Sunday, October 28, 2007

Voice, and Maira Kalman

If you get the Los Angeles Times, then this morning you most likely read the book review and perhaps noticed the review of Maira Kalman's new book, The Principles of Uncertainty. I love Maira Kalman--her voice, her art. I discovered her way before Travis was born when I worked at Rizzoli bookstore at South Coast Plaza and saw Max Makes a Million about a dog who longs to be a poet and ends up getting a million dollar contract. (Uh-huh, right, you say.) The artwork was fabulous--Matisse/Chagall like--and the voice of the writing was singular.

Voice...it's what impresses me, in the end, more than plotting, I must say (but this could be because plotting is not a virtue of mine).

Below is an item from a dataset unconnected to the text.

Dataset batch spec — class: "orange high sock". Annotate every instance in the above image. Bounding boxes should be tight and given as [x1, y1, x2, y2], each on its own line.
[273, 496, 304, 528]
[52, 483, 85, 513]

So, for your Sunday entertainment, here's a little video from Kalman's site. It's so Kalman.

2 comments:

Anonymous said...

My friend J. wrote to me and said, "Reading the collected
letters of John Steinbeck. He writes to a friend that there are so many
stories he wants to tell but they can't be told in his voice so he won't
write them. He goes on to say that he's trapped in his own voice.Well,
shucks." (printed here with J.'s permission)

Anonymous said...

Ezra Pound said, "Great literature is simply language charged with meaning to the utmost possible degree."
Two years ago I sat in a gray building, in a gray room on a gray steel chair waiting for my wife to complete her citizenship test.

There was no decor except for a blow up of the Declaration of Indepencence. I started to read it - I always start to read the Declaration of Indepence but never get very far - never past the first few words - "When in the course of human events". Just that simple and the world was changed forever. Voice.